Sin embargo, no fue solo la pintura de Gutiérrez Solana la que influyó en Neville a la hora de rodar su película carnavalesca, sino también, y mucho, su obra literaria. Y es que en textos tan noventayochistas, tan barojianos, como Madrid. Escenas y costumbres y Madrid callejero, que Gutiérrez Solana dedica al carnaval popular madrileño, son muy numerosas las referencias. En esta última obra, concretamente en el capítulo «Las Carnestolendas», nos dice: «Se ve el tío del higui, la máscara que nunca falta: es un hombre triste con una caña de pescar en la mano donde cuelga atado a una cuerda un higo […]. Unos chicos de la calle están alrededor del hilo de la caña, abriendo la boca de espuerta, como peces, y dando brincos para coger el higo, con las manos en la espalda como si las tuviesen atadas».

La descripción prácticamente coincide con aquella secuencia de Domingo de carnaval en la que el joven policía Matías, disfrazado del tío del higui, recorre las calles del Rastro a las que también alude Solana. En otro capítulo, también de Madrid callejero, titulado «Entierro de la Sardina en la pradera del Corregidor», el escritor y artista describe el ambiente del último día de carnaval y, sobre todo, los tipos que acuden al Entierro de la Sardina de tal manera que es inevitable vincular la última secuencia de Domingo de carnaval con el relato de Solana.

La figura de las destrozonas y las máscaras carnavalescas madrileñas tienen tal capacidad de atracción que el propio Ramón Gómez de la Serna les dedica parte de un capítulo de José Gutiérrez Solana (Buenos Aires, 1944), su libro del exilio consagrado al escritor y artista, amigo de los días de Pombo. Afirma Ramón que las máscaras de Solana, que no se olvide están inspiradas en la realidad, «son cuadros sonoros y parlantes», algo que resalta Neville en su película. Luego, insistiendo en la condición de carnaval suburbial de las destrozonas, afirma que son aquellas que son tristes porque se saben confinadas en el lodazal último». Esta precisión, además de insistir en la condición arrabalera y barriobajera de las destrozonas y máscaras, señala la marginalidad del carnaval popular madrileño, muy distinto del que protagonizan las carrozas del paseo de la Castellana o del Círculo de Bellas Artes. Sin embargo, este carnaval urbano y burgués, que apenas es transgresor y que está vetado a las máscaras de los barrios bajos, que solo quieren beber y alborotar, también aparece en Domingo de carnaval. Es el baile del local de los alrededores de la Puerta del Sol al que acuden Nieves y Julia, y donde se encuentran con la pareja equívoca que forman Gonzalo Fonseca y su amante francesa, y donde también está el policía Matías, todos convenientemente enmascarados. El episodio le sirve a Neville para poner el contrapunto del carnaval oficial con el que se celebra en el mundo popular del Rastro y de los suburbios de las riberas del Manzanares.
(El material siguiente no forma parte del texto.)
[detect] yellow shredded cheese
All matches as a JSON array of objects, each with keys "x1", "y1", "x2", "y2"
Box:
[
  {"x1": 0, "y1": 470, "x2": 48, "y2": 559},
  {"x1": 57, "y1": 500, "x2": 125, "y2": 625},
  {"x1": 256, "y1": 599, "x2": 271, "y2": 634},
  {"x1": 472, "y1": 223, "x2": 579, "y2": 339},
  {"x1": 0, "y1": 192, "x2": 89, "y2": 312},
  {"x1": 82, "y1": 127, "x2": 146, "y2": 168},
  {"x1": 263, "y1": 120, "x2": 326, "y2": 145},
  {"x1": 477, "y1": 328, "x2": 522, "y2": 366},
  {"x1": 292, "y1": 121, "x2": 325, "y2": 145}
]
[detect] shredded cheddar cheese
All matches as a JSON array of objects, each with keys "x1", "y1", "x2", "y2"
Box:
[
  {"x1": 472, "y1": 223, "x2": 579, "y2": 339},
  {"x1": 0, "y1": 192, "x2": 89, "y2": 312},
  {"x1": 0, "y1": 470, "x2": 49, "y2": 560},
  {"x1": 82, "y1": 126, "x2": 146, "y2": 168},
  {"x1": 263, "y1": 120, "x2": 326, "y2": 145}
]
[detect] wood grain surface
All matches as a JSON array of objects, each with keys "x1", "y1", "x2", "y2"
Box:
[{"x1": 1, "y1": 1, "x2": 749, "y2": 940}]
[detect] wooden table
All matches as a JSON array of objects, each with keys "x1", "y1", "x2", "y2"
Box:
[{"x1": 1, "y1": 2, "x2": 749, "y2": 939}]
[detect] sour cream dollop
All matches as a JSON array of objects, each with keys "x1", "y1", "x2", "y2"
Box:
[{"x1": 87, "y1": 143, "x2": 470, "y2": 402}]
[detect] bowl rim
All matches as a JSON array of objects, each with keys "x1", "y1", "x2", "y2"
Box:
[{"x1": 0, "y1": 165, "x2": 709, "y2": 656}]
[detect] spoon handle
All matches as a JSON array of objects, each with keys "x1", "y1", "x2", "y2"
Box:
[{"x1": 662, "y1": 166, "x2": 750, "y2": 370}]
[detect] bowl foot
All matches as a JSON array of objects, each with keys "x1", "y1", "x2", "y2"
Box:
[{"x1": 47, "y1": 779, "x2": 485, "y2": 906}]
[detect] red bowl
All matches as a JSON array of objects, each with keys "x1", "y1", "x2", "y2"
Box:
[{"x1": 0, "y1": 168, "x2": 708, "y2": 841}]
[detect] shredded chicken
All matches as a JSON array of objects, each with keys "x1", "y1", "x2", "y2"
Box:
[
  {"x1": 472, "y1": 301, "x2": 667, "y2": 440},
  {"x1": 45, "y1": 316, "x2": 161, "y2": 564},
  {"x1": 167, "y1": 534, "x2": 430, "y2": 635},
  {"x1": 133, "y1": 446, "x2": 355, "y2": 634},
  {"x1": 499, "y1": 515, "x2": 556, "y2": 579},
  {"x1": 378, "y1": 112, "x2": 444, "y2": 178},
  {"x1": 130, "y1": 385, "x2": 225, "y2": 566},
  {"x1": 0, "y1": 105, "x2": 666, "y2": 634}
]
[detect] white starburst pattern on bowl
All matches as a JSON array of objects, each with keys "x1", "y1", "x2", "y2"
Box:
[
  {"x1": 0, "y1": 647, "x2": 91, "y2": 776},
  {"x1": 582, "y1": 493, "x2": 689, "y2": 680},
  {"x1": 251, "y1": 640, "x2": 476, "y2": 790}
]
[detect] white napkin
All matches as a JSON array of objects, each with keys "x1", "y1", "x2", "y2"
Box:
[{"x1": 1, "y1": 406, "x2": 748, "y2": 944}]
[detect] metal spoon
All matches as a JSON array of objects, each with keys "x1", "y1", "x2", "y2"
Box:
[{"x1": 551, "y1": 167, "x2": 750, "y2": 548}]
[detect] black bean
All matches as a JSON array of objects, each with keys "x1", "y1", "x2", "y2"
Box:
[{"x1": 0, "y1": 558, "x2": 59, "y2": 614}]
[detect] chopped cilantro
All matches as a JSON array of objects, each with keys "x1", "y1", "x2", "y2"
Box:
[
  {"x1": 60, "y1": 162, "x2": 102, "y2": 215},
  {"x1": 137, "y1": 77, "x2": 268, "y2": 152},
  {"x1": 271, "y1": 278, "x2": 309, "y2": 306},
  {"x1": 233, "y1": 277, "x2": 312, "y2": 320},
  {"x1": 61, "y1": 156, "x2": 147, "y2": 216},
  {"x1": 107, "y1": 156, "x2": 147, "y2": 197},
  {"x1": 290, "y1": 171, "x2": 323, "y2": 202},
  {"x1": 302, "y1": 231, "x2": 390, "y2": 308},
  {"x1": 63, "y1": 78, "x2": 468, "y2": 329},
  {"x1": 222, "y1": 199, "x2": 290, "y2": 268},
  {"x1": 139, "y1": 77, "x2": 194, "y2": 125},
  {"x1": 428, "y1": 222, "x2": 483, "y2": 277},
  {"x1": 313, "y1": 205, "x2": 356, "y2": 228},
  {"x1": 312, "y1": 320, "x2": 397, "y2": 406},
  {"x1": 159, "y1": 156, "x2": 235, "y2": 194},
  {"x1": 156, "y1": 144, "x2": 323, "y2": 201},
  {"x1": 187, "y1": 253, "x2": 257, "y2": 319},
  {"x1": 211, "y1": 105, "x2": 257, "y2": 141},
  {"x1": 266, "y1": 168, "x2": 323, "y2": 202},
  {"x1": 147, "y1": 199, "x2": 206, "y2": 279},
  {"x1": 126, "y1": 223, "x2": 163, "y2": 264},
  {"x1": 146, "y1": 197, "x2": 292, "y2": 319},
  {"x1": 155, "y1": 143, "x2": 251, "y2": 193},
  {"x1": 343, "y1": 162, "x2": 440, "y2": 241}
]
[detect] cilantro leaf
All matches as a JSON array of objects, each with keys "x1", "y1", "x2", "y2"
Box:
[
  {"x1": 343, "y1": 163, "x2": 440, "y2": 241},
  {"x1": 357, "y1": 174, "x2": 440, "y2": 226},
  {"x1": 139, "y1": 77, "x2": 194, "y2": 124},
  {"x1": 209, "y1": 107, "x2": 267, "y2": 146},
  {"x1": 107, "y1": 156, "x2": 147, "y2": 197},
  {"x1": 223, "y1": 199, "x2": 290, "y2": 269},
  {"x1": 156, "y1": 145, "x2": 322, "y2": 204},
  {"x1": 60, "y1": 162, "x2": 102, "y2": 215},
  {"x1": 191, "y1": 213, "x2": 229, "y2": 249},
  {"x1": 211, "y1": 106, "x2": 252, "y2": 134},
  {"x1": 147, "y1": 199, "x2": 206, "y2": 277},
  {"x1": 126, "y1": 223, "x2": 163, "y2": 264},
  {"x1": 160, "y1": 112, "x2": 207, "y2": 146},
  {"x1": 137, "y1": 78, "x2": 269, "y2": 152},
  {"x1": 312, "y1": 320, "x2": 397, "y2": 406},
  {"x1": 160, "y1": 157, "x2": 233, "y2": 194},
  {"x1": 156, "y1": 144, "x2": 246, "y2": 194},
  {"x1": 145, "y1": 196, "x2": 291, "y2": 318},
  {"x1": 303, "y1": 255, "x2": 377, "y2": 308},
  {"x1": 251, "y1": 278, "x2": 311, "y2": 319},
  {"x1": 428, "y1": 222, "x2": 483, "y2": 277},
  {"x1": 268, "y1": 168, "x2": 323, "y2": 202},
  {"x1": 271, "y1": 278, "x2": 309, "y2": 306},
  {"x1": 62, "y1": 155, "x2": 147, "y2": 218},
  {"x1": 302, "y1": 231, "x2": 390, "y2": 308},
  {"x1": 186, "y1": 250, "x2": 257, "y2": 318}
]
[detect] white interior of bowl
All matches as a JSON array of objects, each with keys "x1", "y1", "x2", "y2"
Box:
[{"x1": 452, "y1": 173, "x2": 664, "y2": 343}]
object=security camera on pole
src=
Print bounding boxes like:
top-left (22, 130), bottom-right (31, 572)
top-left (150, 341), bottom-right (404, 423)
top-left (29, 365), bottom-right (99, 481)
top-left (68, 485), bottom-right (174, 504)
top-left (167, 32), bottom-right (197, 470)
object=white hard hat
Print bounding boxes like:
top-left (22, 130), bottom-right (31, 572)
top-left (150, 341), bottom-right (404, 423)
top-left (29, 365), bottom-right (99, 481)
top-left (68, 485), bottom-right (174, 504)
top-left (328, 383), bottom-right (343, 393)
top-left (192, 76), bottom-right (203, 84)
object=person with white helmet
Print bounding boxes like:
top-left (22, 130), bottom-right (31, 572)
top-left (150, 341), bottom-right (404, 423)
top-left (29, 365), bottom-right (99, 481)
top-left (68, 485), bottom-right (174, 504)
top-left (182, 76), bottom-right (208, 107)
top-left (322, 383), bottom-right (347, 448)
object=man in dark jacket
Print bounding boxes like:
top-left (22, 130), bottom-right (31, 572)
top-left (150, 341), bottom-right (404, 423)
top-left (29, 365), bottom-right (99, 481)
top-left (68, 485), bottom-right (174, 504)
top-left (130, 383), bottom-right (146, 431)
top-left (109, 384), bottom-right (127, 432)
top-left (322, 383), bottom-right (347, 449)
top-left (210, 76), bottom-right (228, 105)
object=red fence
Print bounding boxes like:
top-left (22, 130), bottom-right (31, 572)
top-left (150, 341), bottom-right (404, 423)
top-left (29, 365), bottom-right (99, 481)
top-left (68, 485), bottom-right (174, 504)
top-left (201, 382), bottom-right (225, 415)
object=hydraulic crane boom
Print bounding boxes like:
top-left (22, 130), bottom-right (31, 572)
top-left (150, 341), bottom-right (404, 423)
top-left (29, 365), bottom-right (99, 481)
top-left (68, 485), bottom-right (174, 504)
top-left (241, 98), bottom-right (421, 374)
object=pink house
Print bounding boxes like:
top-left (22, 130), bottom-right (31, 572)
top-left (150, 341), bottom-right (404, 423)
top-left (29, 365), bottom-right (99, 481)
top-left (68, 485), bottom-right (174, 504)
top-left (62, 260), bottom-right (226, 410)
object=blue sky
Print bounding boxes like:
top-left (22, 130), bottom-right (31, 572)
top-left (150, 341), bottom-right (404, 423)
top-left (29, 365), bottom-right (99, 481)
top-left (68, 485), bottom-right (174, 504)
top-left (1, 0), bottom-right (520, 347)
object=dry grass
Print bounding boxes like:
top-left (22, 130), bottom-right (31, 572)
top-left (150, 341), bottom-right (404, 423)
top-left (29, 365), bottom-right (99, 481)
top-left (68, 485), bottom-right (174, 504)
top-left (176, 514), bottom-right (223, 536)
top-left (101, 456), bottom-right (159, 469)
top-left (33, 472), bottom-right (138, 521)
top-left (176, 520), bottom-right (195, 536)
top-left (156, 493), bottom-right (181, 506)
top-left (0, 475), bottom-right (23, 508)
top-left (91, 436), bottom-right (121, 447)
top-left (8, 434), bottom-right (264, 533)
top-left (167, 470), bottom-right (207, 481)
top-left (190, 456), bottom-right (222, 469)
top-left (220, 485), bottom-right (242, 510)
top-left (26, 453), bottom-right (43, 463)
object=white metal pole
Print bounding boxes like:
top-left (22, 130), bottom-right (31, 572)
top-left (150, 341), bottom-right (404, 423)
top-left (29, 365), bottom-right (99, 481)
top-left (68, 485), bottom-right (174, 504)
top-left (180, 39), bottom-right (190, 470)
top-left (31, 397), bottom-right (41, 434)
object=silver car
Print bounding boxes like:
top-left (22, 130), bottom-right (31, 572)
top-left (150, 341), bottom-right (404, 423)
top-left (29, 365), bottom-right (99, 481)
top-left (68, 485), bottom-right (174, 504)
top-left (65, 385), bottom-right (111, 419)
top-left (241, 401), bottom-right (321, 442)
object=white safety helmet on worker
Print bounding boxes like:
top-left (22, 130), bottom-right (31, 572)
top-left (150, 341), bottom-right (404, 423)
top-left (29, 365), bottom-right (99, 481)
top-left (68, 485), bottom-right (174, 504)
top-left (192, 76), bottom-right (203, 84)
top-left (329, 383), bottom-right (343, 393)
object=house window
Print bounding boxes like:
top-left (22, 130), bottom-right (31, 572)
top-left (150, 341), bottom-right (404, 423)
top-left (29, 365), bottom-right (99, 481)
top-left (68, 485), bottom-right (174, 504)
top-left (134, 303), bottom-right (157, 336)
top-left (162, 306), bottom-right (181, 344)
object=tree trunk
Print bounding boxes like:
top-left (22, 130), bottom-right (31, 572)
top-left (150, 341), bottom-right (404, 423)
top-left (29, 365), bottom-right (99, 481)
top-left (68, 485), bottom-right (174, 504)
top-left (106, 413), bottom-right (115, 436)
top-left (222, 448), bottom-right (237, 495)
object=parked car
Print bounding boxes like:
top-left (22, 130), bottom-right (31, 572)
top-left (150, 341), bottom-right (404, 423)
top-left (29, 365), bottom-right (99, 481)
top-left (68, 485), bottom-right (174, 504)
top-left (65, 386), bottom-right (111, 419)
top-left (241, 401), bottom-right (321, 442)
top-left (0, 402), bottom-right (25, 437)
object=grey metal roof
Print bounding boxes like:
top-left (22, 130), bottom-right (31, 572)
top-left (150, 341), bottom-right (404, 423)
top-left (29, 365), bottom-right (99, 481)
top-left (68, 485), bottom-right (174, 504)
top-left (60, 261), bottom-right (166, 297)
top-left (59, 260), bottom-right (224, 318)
Aunque el guión de Domingo de carnaval procede de la pluma de un escritor del reconocimiento de Edgar Neville, lo cual da a la película una indiscutible vitola literaria, el texto no deja de tener limitaciones. La trama policial es ciertamente algo ingenua y descoordinada, lo que confirma que es sobre todo una excusa de Neville para describir ese Madrid castizo, de barrio bajo y suburbio, que le interesaba como a tantos otros escritores y artistas de la Edad de Plata. No deja de ser destacable que Edgar Neville, en un año tan intenso y clave como 1945, dedique una película a un anodino argumento policial madrileño y que desde el final de la guerra, en que rodó su narración Frente de Madrid (1939), y 1941, en que publicó un libro del mismo título, no hubiera hecho ni en su literatura ni en su cinematografía prácticamente ninguna alusión a la Guerra Civil o a la Segunda Guerra Mundial, una realidad que ha señalado también Juan Antonio Ríos Carratalá (Una arrolladora simpatía. Edgar Neville: de Hollywood al Madrid de la posguerra, Barcelona, 2007). Esta ausencia de unos acontecimientos tan destacados y cercanos en la obra de Edgar Neville casi hasta su última película –Mi calle, ya en 1960– muestra su distancia con lo sucedido desde 1936, así como una voluntad de olvido y reconciliación. Esta intención aparece tempranamente ya en los días de la Guerra Civil, concretamente en el cuento citado, «Frente de Madrid», publicado en la revista Vértice en 1938 y que luego se incluyó con otras narraciones en el libro del mismo título. Neville tiene la honrosa condición de ser uno de los primeros escritores en sugerir de manera explícita la posibilidad de una reconciliación de los dos bandos, todavía en plena guerra. Las páginas dedicadas a describir la muerte de Javier, el teniente falangista protagonista del relato, junto a un miliciano también moribundo en la Ciudad Universitaria, tras una larga agonía en la que ambos se consuelan, están llenas de una ternura, un humor e incluso una esperanza que destacan en los días en que fueron escritas. A ambos, presentados como victimas idénticas de la misma guerra, les une su condición de madrileños, una circunstancia que en esta ocasión va más allá de lo geográfico, pues, gracias al recuerdo de vivencias semejantes en la misma ciudad, se aproximan por encima de la ideología.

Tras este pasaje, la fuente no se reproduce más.